Pitcock showed some promise as an NFL rookie, appearing in nine games and starting one. But even though he positioned himself for significant playing time his second season, he retired before the start of training camp in 2008.

"It was a rash decision," he said. "As soon as I made it, I wanted to play right away, but I was scared they didn't want me back."

Free from football, things really got bad. Pitcock was playing Xbox online up to 18 hours a day and sleeping for maybe five or six hours. His drug of choice was "Call of Duty," whose franchise has generated $6 billion worldwide. He lost touch with friends. He ignored his family when they tried to reach out to him. He became a complete hermit.

"The only way I could get my endorphins was by playing video games," he said.

He kept up that 18-hour routine for months. He tried to quit but couldn't.

"I would break the games, try to get rid of them," he said, "but I couldn't stop. I'd say, 'Quinn, what are you doing?' Physically, I could not put down a video game."

Pitcock reached out to the Colts for help, and they put him in touch with a psychologist. In the beginning, Pitcock admitted he wasn't that committed to getting better and routinely skipped meetings.

But once he started taking his recovery more seriously and understanding his depression, Pitcock got better. Having been diagnosed with attention deficit hyperactivity disorder (ADHD), Pitcock took antidepressants for nearly two years.

Pitcock was confronting his problem and ready to return to the NFL. Only he was getting the impression from NFL teams that they were reluctant to invest in someone who walked away from football so casually.

Teams know how to deal with alcohol and drug addicts.

They know how to deal with troublemakers.

But guys hooked on "Call of Duty"?

"It's more on whether a team feels they can trust what I can do," Pitcock said. "I think teams are worried I may relapse. They're more comfortable with a drug addiction. It's unfortunate. It definitely hinders my chances."

Pitcock was officially waived by the Colts in 2010. He was in training camp with Seattle and Detroit after that, but he failed to make either roster.

The Arena League became a viable option because it offered Pitcock the opportunity to play regularly.
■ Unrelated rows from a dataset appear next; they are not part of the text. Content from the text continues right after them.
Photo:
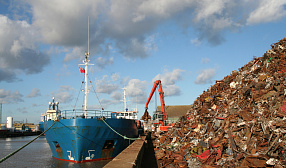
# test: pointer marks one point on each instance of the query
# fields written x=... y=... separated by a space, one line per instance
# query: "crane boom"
x=158 y=85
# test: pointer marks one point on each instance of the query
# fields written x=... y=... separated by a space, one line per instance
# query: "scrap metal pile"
x=238 y=122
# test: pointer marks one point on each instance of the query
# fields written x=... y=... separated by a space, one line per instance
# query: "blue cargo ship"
x=88 y=135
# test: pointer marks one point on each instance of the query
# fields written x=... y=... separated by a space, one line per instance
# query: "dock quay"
x=7 y=134
x=139 y=154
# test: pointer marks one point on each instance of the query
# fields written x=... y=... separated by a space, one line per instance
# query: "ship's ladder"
x=16 y=151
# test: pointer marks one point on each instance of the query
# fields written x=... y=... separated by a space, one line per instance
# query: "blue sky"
x=188 y=45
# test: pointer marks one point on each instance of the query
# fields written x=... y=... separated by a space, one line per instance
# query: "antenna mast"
x=86 y=63
x=0 y=113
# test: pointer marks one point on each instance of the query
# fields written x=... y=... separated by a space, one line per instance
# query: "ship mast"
x=86 y=63
x=124 y=99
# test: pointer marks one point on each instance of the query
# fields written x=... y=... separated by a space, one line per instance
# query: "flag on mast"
x=82 y=70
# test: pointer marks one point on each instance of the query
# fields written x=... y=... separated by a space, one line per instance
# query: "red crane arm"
x=158 y=85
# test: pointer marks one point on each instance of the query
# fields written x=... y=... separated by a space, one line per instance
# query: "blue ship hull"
x=82 y=140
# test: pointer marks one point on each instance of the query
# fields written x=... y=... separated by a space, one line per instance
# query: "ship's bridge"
x=126 y=115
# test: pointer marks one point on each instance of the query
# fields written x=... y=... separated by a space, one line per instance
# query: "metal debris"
x=238 y=122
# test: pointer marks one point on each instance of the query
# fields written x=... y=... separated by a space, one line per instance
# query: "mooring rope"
x=117 y=132
x=11 y=154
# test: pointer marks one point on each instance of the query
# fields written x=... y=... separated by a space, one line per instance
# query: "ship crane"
x=160 y=119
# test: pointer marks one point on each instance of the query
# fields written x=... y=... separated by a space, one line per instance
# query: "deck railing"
x=78 y=113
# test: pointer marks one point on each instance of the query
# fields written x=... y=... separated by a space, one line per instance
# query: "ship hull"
x=84 y=140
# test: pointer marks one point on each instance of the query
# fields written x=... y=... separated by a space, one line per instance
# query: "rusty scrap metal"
x=238 y=122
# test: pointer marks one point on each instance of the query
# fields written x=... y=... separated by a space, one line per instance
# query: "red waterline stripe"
x=83 y=161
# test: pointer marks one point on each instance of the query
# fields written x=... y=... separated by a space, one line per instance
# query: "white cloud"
x=127 y=27
x=105 y=86
x=18 y=50
x=168 y=80
x=267 y=11
x=34 y=93
x=102 y=62
x=115 y=77
x=7 y=97
x=64 y=94
x=205 y=60
x=136 y=90
x=205 y=76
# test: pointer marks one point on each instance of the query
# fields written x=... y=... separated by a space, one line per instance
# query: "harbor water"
x=37 y=154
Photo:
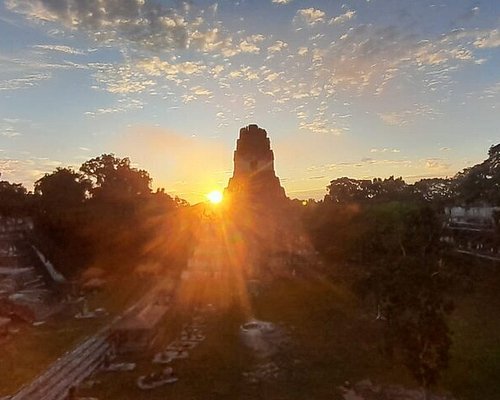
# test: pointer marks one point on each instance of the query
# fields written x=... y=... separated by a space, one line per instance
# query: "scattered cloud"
x=60 y=48
x=340 y=19
x=310 y=16
x=148 y=24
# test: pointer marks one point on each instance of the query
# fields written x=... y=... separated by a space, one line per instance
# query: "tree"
x=14 y=199
x=405 y=273
x=346 y=190
x=113 y=178
x=63 y=189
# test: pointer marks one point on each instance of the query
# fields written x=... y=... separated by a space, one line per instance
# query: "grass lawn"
x=334 y=340
x=474 y=371
x=331 y=344
x=26 y=354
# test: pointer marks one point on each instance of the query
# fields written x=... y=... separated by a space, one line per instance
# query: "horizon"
x=357 y=88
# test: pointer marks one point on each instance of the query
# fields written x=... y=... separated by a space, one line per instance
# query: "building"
x=254 y=177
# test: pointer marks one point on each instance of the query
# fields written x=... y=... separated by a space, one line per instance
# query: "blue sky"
x=344 y=88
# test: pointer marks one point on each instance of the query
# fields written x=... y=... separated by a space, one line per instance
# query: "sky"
x=358 y=88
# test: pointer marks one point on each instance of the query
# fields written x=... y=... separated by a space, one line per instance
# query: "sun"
x=215 y=196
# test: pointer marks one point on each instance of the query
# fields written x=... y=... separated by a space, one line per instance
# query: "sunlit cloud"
x=310 y=16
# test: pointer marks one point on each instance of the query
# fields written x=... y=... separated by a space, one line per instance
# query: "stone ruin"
x=254 y=177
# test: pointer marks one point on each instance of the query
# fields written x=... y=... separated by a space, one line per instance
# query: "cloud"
x=25 y=82
x=60 y=48
x=489 y=39
x=310 y=16
x=404 y=117
x=173 y=156
x=384 y=150
x=277 y=47
x=155 y=66
x=340 y=19
x=148 y=24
The Predators have struggled this season -- Orlando is currently 2-12 -- but Pitcock hopes he's shown enough to warrant serious NFL consideration.

So far, no team has expressed interest.

"I know I can do it," he said.

Here's what NFL teams should understand about Pitcock's situation: It isn't uncommon.
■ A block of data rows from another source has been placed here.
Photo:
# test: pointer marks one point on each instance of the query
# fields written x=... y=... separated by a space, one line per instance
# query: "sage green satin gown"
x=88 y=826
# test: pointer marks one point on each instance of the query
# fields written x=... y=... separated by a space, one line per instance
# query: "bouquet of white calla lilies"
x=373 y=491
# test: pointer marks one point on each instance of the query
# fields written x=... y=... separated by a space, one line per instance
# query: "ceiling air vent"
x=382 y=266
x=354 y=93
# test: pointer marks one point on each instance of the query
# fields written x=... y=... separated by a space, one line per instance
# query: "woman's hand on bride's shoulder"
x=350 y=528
Recent statistics show that 72 percent of American households have a video game system and 4 percent of users play 50 hours or more a week, which experts classify as an addiction.

Pitcock has been contacted by other adults hooked on video games and a number of parents, who see their children exhibiting signs of addiction.
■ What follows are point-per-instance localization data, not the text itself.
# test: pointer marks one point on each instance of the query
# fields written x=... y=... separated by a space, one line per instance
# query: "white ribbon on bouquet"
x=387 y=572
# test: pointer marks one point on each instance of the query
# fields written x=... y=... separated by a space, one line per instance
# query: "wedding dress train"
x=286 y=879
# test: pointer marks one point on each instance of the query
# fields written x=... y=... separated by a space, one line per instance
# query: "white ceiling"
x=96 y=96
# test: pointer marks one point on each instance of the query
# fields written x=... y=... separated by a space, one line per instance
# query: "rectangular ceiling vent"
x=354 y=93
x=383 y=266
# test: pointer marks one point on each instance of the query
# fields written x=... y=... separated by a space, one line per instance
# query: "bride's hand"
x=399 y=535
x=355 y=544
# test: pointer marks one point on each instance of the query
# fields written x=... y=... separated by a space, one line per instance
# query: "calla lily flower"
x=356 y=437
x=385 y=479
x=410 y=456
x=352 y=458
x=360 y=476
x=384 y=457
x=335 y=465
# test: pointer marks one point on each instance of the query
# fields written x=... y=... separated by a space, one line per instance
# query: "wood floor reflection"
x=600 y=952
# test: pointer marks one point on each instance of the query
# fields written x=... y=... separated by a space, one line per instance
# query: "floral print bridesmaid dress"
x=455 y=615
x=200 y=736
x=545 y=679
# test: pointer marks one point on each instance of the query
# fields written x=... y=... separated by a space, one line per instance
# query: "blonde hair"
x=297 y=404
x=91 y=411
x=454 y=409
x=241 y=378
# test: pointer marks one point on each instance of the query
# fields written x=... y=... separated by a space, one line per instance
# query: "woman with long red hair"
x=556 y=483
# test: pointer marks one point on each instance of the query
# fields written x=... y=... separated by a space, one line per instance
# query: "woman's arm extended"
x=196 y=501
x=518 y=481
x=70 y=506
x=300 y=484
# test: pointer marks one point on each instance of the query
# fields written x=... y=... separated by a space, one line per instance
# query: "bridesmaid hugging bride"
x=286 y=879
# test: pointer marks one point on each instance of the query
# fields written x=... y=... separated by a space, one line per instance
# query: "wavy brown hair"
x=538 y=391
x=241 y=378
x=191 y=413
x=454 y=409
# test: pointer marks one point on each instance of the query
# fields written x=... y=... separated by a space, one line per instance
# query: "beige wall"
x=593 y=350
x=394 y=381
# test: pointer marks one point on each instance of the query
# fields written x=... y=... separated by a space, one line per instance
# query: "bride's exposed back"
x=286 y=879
"The video games are an iceberg," said Kevin Roberts, an academic success counselor and author of "Cyber Junkie: Escape the Gaming and Internet Trap." "The behavior is a mask for underlying issues. For Quinn, it was the ADHD and anxiety. Those were some of the things going on with him that he was unaware of."

Roberts, who recently released a book on ADHD, contacted Pitcock after he learned of his story. The two struck up a fast friendship. And while Pitcock is receiving more attention for his personal struggle than his football ability, he and Roberts are bringing awareness to a growing problem.

"I thought I was a weird outlier," Pitcock said. "It's a worldwide problem in every walk of life."

Pitcock's life now is much brighter than it was in Indianapolis. Gone are the days when he used to mindlessly punch buttons on a controller, blocking out the world with a headset used to punctuate the online gaming experience.

Video games are a huge part of sports culture, especially among athletes. Playing "Madden" is a pastime in nearly every locker room. But Pitcock's fingers don't twitch when he sees other people play. Like any addiction, he's just trying to take it, well, you can probably guess the rest. Pitcock tries to stay outside his house as much as possible. He goes to the movies and takes walks.

"I do miss it at times," he said, "but now I look at it as a closed chapter in my life."